The early development of the tool was completed with colleagues from Warwick and Bangor Universities.
We have published two things: a version of the tool that is used in inspections of specialist services for people with a learning disability and autistic people , and a broader framework that the tool was based on, but which has not been piloted.
We are currently piloting the tool across other specialist health and care settings. Once we have concluded the pilot, we will evaluate our findings and decide how and when we are going to use it in the future.
How we use the quality of life tool when we carry out an inspection
The tool includes indicators that help inspectors identify areas to explore as they assess quality and safety. The indicators help them consider:
- quality issues ('red flags')
- regulations and articles of the Human Rights Act.
After the inspection has taken place, we use the tool to review the evidence and reach our judgement. We also use it to put together our report.
It helps us collect and compare evidence from different sources
The tool helps us corroborate evidence between different sources. These include:
- documentation
- what we see in the culture of the service
- the physical environment
- what staff, people who use the service, families and other stakeholders tell us.
For example, we might look at different sources to understand if the service is delivering what's in people's care plans. This could include:
- looking at social media or diaries
- asking for photos
- speaking to people who run other settings like education services or day activities.

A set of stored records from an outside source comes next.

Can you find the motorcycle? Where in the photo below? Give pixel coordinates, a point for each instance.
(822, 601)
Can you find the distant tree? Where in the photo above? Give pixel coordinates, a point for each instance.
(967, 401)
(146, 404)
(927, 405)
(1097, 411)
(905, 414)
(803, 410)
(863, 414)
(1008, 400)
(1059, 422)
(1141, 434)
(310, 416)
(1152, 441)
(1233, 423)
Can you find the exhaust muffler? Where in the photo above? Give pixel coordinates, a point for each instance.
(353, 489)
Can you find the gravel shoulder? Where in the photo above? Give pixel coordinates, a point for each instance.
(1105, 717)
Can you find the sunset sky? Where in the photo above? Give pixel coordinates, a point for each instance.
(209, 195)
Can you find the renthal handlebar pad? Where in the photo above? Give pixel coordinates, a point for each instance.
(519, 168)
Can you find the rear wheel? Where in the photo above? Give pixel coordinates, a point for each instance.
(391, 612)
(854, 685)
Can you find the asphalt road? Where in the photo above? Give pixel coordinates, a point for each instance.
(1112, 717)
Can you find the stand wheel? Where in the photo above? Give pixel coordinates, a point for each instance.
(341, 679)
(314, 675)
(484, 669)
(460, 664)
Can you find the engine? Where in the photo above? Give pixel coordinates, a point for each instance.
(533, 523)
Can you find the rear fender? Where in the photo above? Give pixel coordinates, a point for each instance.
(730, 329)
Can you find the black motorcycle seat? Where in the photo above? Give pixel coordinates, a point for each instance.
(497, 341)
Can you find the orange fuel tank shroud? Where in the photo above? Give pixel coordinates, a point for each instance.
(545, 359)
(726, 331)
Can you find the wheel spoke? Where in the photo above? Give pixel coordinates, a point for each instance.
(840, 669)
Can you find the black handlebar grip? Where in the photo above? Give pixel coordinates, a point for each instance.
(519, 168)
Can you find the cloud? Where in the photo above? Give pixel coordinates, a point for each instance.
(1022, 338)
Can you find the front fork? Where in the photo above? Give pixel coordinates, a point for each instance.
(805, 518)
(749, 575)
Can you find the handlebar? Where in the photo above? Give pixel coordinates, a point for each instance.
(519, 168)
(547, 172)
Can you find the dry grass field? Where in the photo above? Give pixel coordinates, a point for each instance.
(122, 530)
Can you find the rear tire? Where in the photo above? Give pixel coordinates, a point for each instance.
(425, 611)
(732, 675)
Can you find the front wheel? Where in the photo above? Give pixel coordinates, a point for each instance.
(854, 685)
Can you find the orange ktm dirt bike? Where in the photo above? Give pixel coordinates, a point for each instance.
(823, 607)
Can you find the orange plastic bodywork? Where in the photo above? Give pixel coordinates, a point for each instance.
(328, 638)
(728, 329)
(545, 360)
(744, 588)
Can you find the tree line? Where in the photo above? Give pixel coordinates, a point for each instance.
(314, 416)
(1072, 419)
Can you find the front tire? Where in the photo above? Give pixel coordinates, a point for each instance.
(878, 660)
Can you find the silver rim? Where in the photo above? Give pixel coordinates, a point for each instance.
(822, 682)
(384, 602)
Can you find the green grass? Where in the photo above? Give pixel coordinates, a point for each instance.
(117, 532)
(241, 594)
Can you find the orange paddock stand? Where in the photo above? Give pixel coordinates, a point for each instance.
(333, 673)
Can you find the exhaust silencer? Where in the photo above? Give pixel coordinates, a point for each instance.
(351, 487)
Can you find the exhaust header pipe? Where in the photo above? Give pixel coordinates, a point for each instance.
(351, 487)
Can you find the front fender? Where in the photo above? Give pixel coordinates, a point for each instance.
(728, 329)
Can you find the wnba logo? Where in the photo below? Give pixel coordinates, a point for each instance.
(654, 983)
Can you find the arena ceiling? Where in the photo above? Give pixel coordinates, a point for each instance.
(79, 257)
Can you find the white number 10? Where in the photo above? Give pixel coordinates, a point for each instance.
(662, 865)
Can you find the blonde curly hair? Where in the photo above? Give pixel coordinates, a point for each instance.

The tool focuses on the experience of the person receiving care and how it feels for them using the service.
The quality of life tool has not replaced our published methodology for assessing and evaluating the performance of registered providers; the KLOEs remain in place under the five key questions as the focus of our inspections against the fundamental standards set out in the Health and Social Care Act regulations. The quality of life is being piloted for inspectors to assist them in highlighting good and poor care in line with our KLOEs.
Human rights content is reflected in both the key questions and fundamental standards although we do not inspect a provider's compliance with the Human Rights Act itself. CQC will take the necessary action using our enforcement powers against breaches of our fundamental standards.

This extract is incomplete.